Yu explained, “This robotic walker allows patients to practice their gait movements continuously to optimize their therapy. When patients repeat the movements in a natural setting, the routine can be imprinted into their brains, which gradually learn to correct from the damage resulting from their medical conditions.”
In addition, the robotic walker is capable of collecting data on the gait kinematics and muscle activation pattern of the patient. Such information is useful for doctors and therapists to monitor the progress of the patients’ recovery.
Currently, gait training requires one or two therapists to support the patient’s body weight and trunk, and an additional assistant may be needed to move the patient’s leg. This is labor intensive for the therapists, and can limit the quality, duration, and frequency of rehabilitation sessions.
With the robotic walker, manual therapy can be taken over by the robotic system, while physical therapists can focus on providing better assessment and training guidance for patients. The device also reduces the number of physiotherapists needed to conduct each rehabilitation session, thereby increasing productivity and reducing the cost of care.

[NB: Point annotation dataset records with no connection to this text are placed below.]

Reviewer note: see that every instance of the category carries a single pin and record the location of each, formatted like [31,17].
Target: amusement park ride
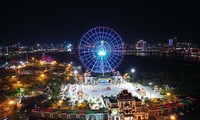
[101,50]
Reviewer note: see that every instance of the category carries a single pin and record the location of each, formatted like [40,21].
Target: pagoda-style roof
[124,95]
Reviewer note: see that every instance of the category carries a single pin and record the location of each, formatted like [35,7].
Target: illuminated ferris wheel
[101,50]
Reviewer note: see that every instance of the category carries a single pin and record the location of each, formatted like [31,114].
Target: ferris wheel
[101,50]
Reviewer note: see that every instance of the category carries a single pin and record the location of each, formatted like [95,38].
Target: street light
[75,72]
[132,72]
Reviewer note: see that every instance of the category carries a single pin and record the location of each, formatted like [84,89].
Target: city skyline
[42,22]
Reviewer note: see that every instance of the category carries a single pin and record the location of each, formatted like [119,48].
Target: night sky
[54,22]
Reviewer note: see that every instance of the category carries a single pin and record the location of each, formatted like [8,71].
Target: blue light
[102,53]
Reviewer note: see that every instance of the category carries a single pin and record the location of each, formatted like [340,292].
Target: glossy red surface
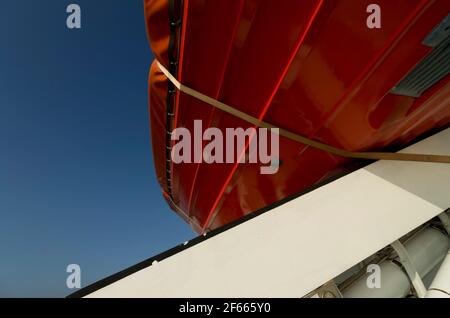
[310,66]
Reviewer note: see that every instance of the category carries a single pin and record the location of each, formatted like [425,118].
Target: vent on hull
[433,68]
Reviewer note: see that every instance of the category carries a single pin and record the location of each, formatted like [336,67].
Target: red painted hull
[312,67]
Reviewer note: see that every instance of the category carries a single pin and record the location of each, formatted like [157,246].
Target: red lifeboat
[312,67]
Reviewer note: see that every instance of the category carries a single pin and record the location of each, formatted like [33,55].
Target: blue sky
[77,183]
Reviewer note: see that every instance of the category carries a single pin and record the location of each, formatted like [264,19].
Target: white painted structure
[297,247]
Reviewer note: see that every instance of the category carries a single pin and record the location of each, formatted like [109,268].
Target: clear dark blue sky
[76,174]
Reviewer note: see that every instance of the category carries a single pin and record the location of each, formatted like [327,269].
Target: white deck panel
[296,247]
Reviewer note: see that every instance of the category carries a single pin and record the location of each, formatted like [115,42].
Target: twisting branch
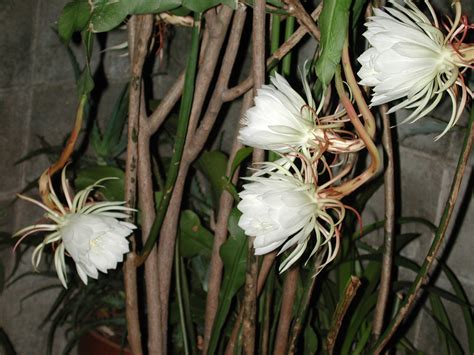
[137,52]
[286,311]
[267,263]
[170,223]
[389,228]
[423,276]
[295,38]
[225,204]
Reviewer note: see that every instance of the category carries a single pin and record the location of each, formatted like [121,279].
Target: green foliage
[110,143]
[194,239]
[333,24]
[214,165]
[112,189]
[74,18]
[234,256]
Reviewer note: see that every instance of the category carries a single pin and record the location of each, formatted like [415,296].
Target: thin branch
[389,228]
[286,311]
[267,263]
[170,222]
[423,276]
[303,307]
[258,72]
[240,89]
[349,294]
[225,207]
[144,28]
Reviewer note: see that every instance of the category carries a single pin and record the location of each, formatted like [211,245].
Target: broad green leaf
[74,18]
[234,256]
[214,165]
[194,239]
[333,23]
[240,156]
[203,5]
[439,314]
[113,189]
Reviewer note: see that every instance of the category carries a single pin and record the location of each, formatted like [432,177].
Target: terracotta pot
[94,343]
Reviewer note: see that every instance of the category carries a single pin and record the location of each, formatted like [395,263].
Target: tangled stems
[349,186]
[423,276]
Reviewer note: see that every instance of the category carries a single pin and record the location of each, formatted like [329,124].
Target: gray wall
[37,98]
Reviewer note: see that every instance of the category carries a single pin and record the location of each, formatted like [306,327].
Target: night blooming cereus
[284,122]
[280,206]
[89,232]
[410,59]
[283,204]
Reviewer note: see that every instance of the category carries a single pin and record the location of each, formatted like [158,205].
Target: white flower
[89,232]
[279,208]
[284,122]
[410,59]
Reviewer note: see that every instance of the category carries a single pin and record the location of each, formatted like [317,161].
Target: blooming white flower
[280,208]
[410,58]
[90,232]
[283,121]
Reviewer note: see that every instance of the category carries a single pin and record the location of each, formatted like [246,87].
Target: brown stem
[286,311]
[144,28]
[387,261]
[225,207]
[194,145]
[423,276]
[267,263]
[251,278]
[342,307]
[137,52]
[351,185]
[300,317]
[295,38]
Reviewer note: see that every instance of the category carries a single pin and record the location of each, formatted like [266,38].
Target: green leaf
[203,5]
[108,14]
[85,84]
[461,294]
[2,278]
[113,189]
[214,165]
[333,23]
[194,239]
[74,18]
[240,156]
[234,256]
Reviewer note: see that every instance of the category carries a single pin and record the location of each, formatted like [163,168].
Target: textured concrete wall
[37,99]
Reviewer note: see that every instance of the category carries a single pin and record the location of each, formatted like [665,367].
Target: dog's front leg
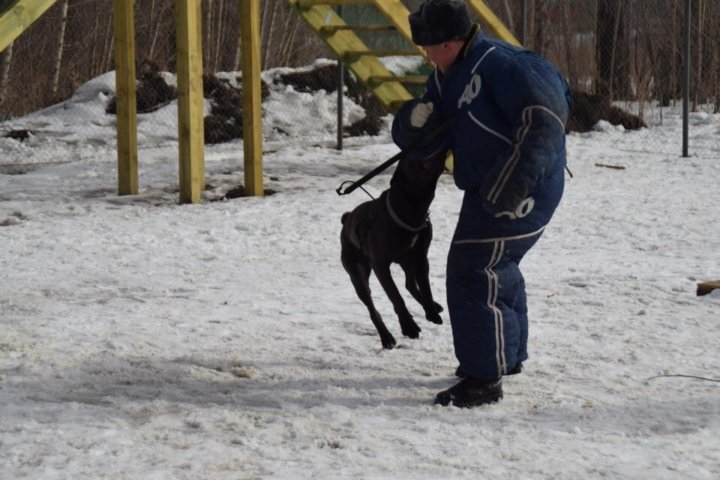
[407,324]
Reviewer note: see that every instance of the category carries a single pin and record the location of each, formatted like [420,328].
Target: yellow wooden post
[125,92]
[190,100]
[252,113]
[19,17]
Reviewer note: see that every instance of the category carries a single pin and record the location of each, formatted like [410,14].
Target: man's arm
[534,97]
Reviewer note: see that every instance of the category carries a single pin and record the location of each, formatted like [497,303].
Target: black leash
[372,173]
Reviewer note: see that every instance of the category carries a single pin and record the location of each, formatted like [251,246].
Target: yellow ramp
[19,17]
[343,39]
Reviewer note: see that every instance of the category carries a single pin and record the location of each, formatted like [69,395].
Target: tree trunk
[611,50]
[59,51]
[5,81]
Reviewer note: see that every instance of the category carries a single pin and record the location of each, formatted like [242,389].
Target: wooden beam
[126,118]
[252,103]
[343,41]
[398,14]
[19,17]
[190,100]
[707,287]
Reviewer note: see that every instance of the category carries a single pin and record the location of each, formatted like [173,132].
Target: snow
[140,338]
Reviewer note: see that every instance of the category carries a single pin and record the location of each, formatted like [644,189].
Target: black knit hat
[438,21]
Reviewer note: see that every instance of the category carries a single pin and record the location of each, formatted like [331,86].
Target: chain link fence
[622,58]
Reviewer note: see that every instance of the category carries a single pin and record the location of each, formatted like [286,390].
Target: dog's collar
[399,222]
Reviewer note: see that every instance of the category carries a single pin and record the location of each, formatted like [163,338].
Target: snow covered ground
[140,338]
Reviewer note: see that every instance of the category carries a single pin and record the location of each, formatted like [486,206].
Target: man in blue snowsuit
[508,107]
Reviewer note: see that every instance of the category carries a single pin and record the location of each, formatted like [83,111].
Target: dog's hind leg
[359,272]
[407,324]
[417,282]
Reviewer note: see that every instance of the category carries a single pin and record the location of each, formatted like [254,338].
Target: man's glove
[420,114]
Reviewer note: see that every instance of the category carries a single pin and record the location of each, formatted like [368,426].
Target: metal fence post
[686,76]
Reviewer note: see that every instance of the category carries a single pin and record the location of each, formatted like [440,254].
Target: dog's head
[419,175]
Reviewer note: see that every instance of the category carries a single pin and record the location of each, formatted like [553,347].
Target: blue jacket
[508,107]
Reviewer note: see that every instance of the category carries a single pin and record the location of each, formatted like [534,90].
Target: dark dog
[394,228]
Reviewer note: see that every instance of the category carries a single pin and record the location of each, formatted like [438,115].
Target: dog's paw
[411,329]
[434,317]
[388,342]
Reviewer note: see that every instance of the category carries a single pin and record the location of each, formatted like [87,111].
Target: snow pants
[487,303]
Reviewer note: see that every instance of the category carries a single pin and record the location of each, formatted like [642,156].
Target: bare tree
[60,47]
[5,80]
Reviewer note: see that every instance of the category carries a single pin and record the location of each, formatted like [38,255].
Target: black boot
[460,373]
[471,392]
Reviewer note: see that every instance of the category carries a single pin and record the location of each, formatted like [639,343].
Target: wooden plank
[381,53]
[252,103]
[363,67]
[190,100]
[492,22]
[707,287]
[19,17]
[357,28]
[314,3]
[398,14]
[415,79]
[126,117]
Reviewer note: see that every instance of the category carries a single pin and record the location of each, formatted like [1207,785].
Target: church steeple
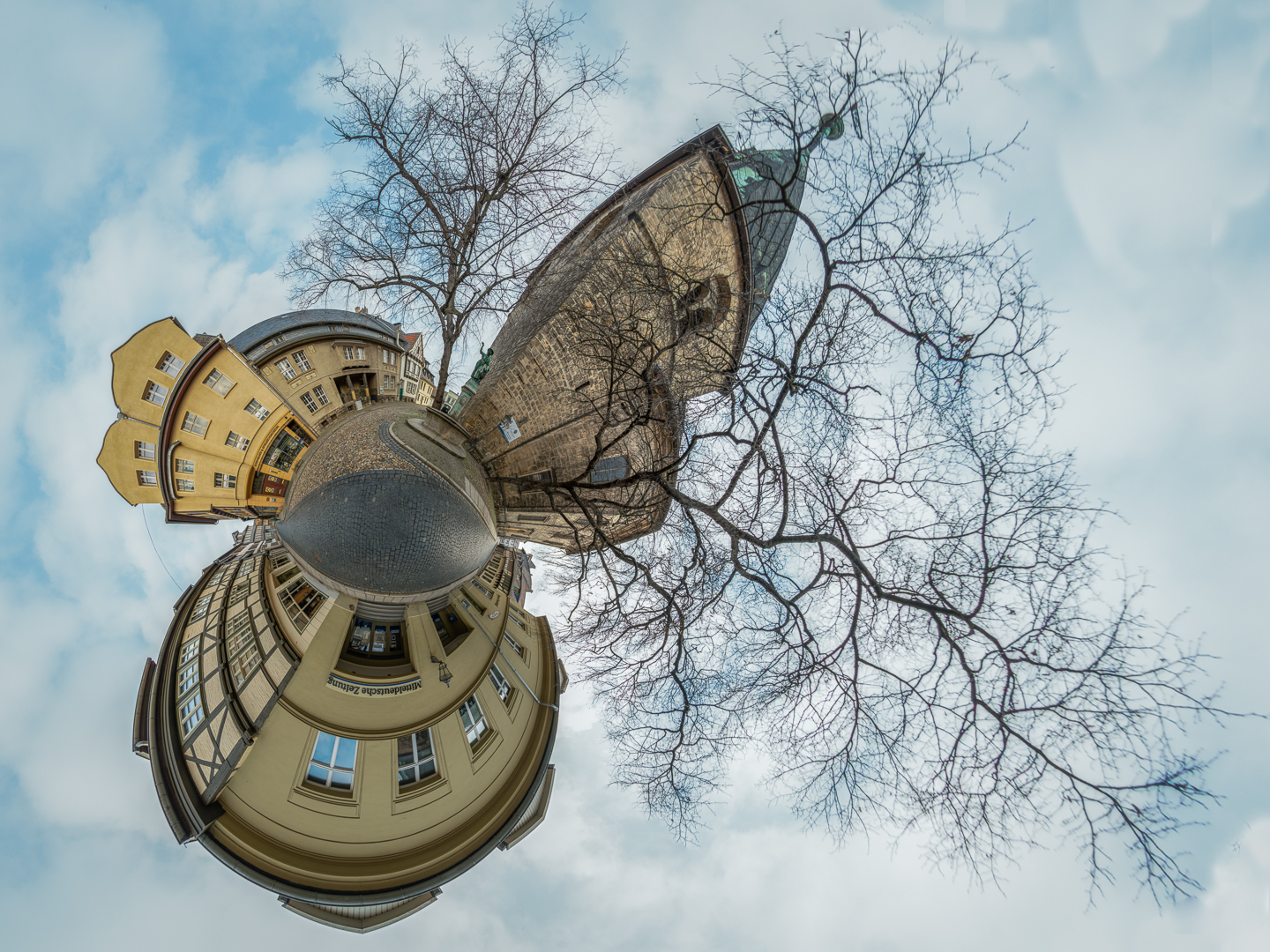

Yu is collaborating with a company called Hope Technik to fine-tune and commercialize the robotic walker. He plans to conduct clinical studies to validate the training effects on patients and to develop novel therapy regimes together with clinicians at the National University Hospital.
“Our vision is for the robotic walker to be installed at outpatient clinics and rehabilitation centers to benefit patients who need therapy sessions. There is also a possibility that patients can perform exercises in the comfort of their own homes,” said Yu.